Нужно перезаливать ВСЕ планки ВСЕХ резонаторов, с переклейкой залогов и подстройкой голосов. Ибо возраст инструмента и качество тогдашней мастики привели к тому, что мы видим. 

По минимуму- это три полных рабочих дня квалифицированного человека, и совсем немного денег. Тыщ 5... В столице- дороже, в деревне- дешевле.


----------



## mamaya777 (22 Сен 2016)

Благодарю что отозвались! Немного стало ясно. Что мастер нужен - понимаю, но надо мне устранить ИМЕЮЩИЕСЯ недостатки хотя бы на время. Дальше будет понятно, нужно вкладываться ли в ремонт. На вопросы Вы так и не ответили, к сожалению. Верх и низ 4-х из 5-ти деталей смог определить по остаткам клея. Остальное неизвестно. Поэтому и прошу помощи. У меня визуально создалось впечатление, что эти детали одинаковые(может просто играют роль перепускных клапанов?) Плохо, что приходиться гадать...


----------



## Kuzalogly (22 Сен 2016)

mamaya777/ писал:


> 1. надо мне устранить ИМЕЮЩИЕСЯ недостатки хотя бы на время.
> 2. создалось впечатление, что может просто играют роль перепускных клапанов?)
> 3. Плохо, что приходиться гадать...


1. Как? Ну вот скажите - КАК? Прилепить отвалившиеся детали оконной замазкой в любое место?
2. Пиколки отвалились. Остальные планки тоже скоро отвалятся. Какие клапана? Какие перепускные? Вы что?
3. Гадать не надо. Ремонт аккордеона достаточно сложен и требует опыта.
Не обижайтесь. Вы ждали совета типа "взять отвёртку №4 и ткнуть в шуруп №7"? Так не бывает...

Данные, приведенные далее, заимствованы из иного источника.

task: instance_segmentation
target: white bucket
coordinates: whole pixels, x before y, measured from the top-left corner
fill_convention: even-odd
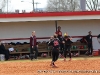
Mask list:
[[[0,61],[5,61],[5,55],[4,54],[0,54]]]

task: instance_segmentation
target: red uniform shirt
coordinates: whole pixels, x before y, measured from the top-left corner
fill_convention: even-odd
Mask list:
[[[36,46],[37,45],[37,40],[36,40],[36,36],[31,36],[30,37],[30,46]]]
[[[61,32],[60,30],[58,30],[57,32],[55,32],[57,35],[59,35],[59,32]],[[61,32],[61,36],[62,36],[62,32]]]

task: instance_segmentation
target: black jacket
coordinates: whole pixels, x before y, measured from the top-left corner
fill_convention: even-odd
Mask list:
[[[73,42],[70,40],[70,36],[66,36],[65,38],[64,38],[64,41],[65,41],[65,46],[66,45],[71,45]]]
[[[88,43],[92,43],[92,35],[87,35],[87,36],[86,36],[86,41],[87,41]]]
[[[65,40],[65,45],[71,45],[73,42],[70,40],[70,39],[68,39],[68,40]]]
[[[100,38],[100,34],[97,36],[97,38]]]
[[[64,40],[64,38],[62,36],[59,36],[59,35],[58,35],[58,39],[60,42],[62,42]]]
[[[57,41],[57,43],[55,41]],[[59,41],[58,38],[55,38],[55,39],[49,41],[48,44],[51,45],[51,46],[53,46],[54,49],[58,49],[59,46],[60,46],[60,41]]]
[[[6,49],[5,49],[4,45],[1,44],[0,45],[0,54],[5,54],[5,51],[6,51]]]

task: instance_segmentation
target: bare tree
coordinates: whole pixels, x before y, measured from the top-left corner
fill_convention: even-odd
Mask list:
[[[86,0],[87,9],[90,11],[97,11],[100,6],[99,0]]]
[[[79,10],[79,0],[48,0],[47,11]]]
[[[12,12],[13,6],[11,6],[11,0],[0,0],[1,13]]]
[[[6,6],[6,0],[0,0],[0,10],[3,10]]]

П.С. Кажется, я понял в чём дело. Вы хотите неисправный инструмент продать?  Устранив явные косяки и написав в объявлении "Аккордеон как новый."?  То есть играть- не надо, настраивать- не надо. Надо впарить покупателю как исправный?


----------



## mamaya777 (22 Сен 2016)

Kuzalogly, спасибо! Так вот как они называются - пиколки. Ни в коем случае не обижаюсь. Догадываюсь что всё это может оказаться совсем не просто. Интересно и есть желание понять что к чему в данном случае... Клеить надо на состав на основе воска, не уверен еще что так, но с этим можно разбираться, не привыкать к сложностям. А вот как определить(есть ли методика?), какая из оторванных деталей(пиколок) и  какое из  отверстий перекрывает?  Как понял из Вашего ответа, они разные, к огромному сожалению.
П.С. Если бы я его хотел сразу продать, то продал бы уже, а не ломал бы голову.


----------



## Kuzalogly (22 Сен 2016)

А, так Вы решили стать мастером?
Берём резонатор с отвалившейся планкой. Ставим на дувачку. Продуваем. Подбираем в аккорд одну из отвалившихся планок. Помечаем. Убираем с посадочной плоскости старую мастику. Греем свою мастику. Она у Вас, конечно, есть... Заливаем планку на место. Берём подголосники и алмазные надфили. Подстраиваем планку в аккорд. Чистим голосовые проёмы, регулируем поднятие язычков над плоскостями. Если ответ слабый- производим сбивку проёма. Не забываем про лайки залоговые, всё перекатываем и переклеиваем. Ставим резонатор в полукорпус, всё собираем. Слушаем. Проверяем тюнером. Опять всё разбираем и корректируем подстройку язычков залитой планки. Опять всё собираем. Ничего сложного.


----------



## mamaya777 (22 Сен 2016)

Хороший ответ, хоть и с некоторой издевкой.  Мастика здесь - не самое сложное. А вот от остального - действительно завис  Почитаю нужную литературу. 
Благодарю!
П.С. Или, действительно, позже продам, не буду париться. Но не так как Вы "советуете" - "Аккордеон как новый", хоть он почти так и выглядит, а под восстановление или на запчасти.


----------



## glory (23 Сен 2016)

;)
Будет ли уместно в этой ситуации процитировать Шопенгауэра?©


----------



## mamaya777 (23 Сен 2016)

Нет необходимости. Наступило утро, пришло просветление, все осознал


----------



## mamaya777 (24 Сен 2016)

Неисправность устранили = 500руб.Позже отдам аккордеон на профилактику и т.д. Тему можно закрыть


----------



## Kuzalogly (24 Сен 2016)

mamaya777 писал:


> Неисправность устранили


За такую заливку планок я б убил...


----------



## mamaya777 (24 Сен 2016)

Увы, что-то такое я и предполагал услышать вскрыв дома инструмент, для этого и выложил фото. Может быть Вы хоть теперь поймете, почему у меня было желание выполнить ремонт самому...


----------



## Kuzalogly (24 Сен 2016)

mamaya777 писал:


> Увы, что-то такое я и предполагал услышать вскрыв дома инструмент, для этого и выложил фото. Может быть Вы хоть теперь поймете, почему у меня было желание выполнить ремонт самому...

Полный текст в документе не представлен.